しかし、競合相手から発信されている情報を吟味し、社長や経営幹部が何故その商品を作ったのか…どのような価値を提供したかったのか…という「想い」が分かると、途端に「顧客の姿」がモヤモヤ…と浮き彫りになってきます。

これが「売れる匂い」の正体です。

そして「売れる匂い」から実際の「販売」へと具現化させて行くには、適切な顧客に、適切なメッセージを投げればなりません。

 

事業として、育っていない商品は、このモヤモヤ感から脱することが出来ず、的確な顧客がモヤモヤ…的確なメッセージもモヤモヤ…としている状態です。

これがクリアになれば、実際に売れ始めます。 
「顧客の欲求とマッチした商品であれば、当然ながら購買欲求が芽生えます。そして競合相手との明確な差別化がされていれば、さらにその欲求は高まります」

すると、納得して購買してくれるステージまでに引き上げられるので、さほど属人的要素の強いコミュニケーション能力に頼らなくても売れるようになります。

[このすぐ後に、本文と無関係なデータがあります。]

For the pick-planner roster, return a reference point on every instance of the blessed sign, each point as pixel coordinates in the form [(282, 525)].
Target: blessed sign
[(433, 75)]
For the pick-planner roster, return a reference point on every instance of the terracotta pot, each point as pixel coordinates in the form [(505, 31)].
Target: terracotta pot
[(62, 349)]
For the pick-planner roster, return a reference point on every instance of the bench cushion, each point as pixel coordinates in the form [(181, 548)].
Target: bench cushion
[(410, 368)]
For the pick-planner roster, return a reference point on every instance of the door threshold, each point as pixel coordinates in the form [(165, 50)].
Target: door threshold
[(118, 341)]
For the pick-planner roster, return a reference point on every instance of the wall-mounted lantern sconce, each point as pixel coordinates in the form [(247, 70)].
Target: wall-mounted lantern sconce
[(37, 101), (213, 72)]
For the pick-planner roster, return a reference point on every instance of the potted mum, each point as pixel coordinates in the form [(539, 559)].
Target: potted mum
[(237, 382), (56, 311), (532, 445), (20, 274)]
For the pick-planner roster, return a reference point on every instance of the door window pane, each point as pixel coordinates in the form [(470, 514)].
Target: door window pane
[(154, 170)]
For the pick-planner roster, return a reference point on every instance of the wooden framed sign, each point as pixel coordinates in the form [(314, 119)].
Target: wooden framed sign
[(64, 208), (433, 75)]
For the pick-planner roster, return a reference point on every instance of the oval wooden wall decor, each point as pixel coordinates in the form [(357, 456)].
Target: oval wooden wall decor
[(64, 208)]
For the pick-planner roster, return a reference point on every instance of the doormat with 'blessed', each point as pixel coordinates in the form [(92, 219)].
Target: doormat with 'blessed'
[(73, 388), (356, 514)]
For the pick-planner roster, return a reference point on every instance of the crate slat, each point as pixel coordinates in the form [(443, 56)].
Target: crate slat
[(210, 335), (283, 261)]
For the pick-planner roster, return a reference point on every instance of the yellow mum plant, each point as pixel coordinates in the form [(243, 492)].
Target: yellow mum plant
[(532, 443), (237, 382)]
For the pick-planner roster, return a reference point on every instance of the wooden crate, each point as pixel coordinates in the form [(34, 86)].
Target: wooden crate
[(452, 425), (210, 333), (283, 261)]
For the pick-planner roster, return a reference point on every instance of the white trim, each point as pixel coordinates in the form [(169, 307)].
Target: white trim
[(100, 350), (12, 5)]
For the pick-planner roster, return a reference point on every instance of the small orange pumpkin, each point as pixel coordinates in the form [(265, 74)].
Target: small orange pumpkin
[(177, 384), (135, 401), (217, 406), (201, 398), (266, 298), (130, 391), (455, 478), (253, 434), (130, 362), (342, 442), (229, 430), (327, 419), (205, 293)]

営業は、自社商品が提供しうる価値で、顧客の欲求を満たす事が出来る事を理解してもらうことが最大の関所となります。

カスタマー・コンペディター分析図その2

従って、営業マン全員が 
「お客さんが何故当社の商品を買うのか?」 
「競合他社よりも自信を持ってオススメ出来るポイントは何か?」 
この2つのポイントを抑えることが肝要なのです。

商品の差別化ポイントだけを理解するのではなく、顧客の欲求と重ねあわせて、 
「だからお客さんは買うのだ…」という、この1点を一人ひとりの営業マンに十二分に理解させてください。

すると、商品だけでなく、会社全体に「売れる匂い」が漂ってくるようになります。 
そうなったらシメたもの! 
事業は、ゴソッと音を立てて動き始めていくのです…。